Why the Farm Bill May Impact the FDA Budget
Last week, I wrote that FDA benefits from being “in an appropriations bill [Ag/FDA] that is considered one of the least controversial.” For example, when Congress finally resolved FY 13 spending in March of this year, the Ag/FDA appropriations bill was one of a handful of full spending bills and not part of the continuing resolution (CR).
As a result, FDA received increases in its base before reductions were taken for the rescission and sequester. By contrast, NIH — which enjoys broad Congressional support but is part of the more controversial Labor-HHS bill — was in the CR portion and it was not possible for the appropriations committee to give it a little extra before cuts were taken.
However, the book on the agriculture/FDA appropriations bill may be in the process of being re-written. With it may go one of the most enduring and unusual legislative partnerships, one commonly attributed to the bipartisan work of former Senators George McGovern and Bob Dole. For much of the last four decades, rural legislators have supported nutrition (feeding) programs such as food stamps and, in exchange, urban legislators have supported agricultural subsidy programs.
This fell apart (or so it seems right now) when the House took up the farm bill on June 20 and the bill was unexpectedly defeated. The trigger was adoption of an amendment that would make changes and force further cuts in the Supplemental Nutrition Assistance Program (SNAP, a.k.a. food stamps). Once that became part of the legislation, Democrats dropped their support for the bill and in the ensuing vote the entire legislation failed 234 to 195. House leadership has taken significant heat from Democrats and conservative Republicans (for different reasons) and must now figure out how to put together legislation that can pass the House.

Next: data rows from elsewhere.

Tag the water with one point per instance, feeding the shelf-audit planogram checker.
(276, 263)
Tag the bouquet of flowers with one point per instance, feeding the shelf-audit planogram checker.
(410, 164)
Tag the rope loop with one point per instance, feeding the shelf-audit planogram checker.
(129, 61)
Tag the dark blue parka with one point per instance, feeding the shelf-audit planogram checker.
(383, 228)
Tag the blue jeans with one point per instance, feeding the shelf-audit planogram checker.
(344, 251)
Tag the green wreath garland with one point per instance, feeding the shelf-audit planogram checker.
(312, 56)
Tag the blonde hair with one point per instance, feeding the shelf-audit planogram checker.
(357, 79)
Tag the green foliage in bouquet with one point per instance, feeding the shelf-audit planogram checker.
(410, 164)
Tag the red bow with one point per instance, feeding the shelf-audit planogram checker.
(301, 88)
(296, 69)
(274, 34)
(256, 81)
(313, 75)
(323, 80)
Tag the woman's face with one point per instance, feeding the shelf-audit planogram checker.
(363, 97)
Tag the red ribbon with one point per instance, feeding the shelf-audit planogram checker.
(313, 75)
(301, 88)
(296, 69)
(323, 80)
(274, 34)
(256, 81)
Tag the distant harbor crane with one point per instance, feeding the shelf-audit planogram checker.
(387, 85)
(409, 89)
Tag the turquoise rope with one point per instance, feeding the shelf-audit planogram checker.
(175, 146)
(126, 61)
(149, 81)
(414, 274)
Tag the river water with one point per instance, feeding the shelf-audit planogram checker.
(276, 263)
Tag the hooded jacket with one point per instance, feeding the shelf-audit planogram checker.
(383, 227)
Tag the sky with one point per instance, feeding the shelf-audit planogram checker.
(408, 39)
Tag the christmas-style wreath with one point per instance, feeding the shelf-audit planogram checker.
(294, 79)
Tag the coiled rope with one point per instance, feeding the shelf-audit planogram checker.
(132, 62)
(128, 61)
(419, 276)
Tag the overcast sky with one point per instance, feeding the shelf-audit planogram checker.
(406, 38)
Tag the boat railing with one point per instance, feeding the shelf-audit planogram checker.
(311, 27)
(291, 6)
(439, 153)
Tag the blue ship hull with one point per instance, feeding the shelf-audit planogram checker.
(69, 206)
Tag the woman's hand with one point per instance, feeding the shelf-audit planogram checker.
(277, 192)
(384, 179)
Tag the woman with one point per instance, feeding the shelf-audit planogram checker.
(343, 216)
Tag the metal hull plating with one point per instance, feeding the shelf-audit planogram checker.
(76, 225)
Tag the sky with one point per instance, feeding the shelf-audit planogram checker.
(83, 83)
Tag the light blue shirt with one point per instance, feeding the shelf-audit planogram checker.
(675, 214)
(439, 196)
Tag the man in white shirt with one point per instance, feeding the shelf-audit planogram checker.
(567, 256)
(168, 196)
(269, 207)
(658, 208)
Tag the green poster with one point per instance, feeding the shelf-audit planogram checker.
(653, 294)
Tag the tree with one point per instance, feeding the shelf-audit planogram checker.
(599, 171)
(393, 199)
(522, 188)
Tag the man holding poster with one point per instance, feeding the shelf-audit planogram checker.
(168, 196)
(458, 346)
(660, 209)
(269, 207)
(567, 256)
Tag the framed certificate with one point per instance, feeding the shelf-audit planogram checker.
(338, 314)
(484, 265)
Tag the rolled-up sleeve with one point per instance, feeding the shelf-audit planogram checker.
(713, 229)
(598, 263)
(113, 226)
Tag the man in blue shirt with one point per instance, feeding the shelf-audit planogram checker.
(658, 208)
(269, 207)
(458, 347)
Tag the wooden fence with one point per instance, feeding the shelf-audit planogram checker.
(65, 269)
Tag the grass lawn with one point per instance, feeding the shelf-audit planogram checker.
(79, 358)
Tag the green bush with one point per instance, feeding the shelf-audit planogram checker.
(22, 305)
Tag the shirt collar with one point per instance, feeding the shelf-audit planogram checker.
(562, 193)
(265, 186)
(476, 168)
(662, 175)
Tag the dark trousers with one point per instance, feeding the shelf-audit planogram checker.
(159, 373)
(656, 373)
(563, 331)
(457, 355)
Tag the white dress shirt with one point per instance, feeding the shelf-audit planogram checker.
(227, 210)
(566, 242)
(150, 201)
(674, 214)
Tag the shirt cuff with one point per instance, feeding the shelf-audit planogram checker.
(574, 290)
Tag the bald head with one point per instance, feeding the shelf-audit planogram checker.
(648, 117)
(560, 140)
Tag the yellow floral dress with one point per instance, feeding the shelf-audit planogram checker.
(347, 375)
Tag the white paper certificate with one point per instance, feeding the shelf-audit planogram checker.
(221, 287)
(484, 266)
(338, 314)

The same trade-offs — how much for SNAP, how much for agricultural programs — are a central component of any House consideration of the Agriculture/FDA appropriations bill. Two weeks ago, the compromises embedded in the committee-passed Ag/FDA spending bill were presumed to be ones that could survive House floor debate. No one can be sure of that right now and the potential for acrimony and surprises must be considered quite large following the farm bill debate.
In one sense, this has nothing to do with FDA, whose fortunes are not tied to the historical urban/rural partnership. However, the agency’s funding might be affected if the Ag/FDA appropriations bill is no longer considered among the least controversial. Further, it cannot be predicted in advance whether the SNAP/agricultural subsidies debate can occur without reconsideration of all spending commitment made in the Ag/FDA spending bill.
We are concerned by these developments and it is something we will be watching closely over the next month.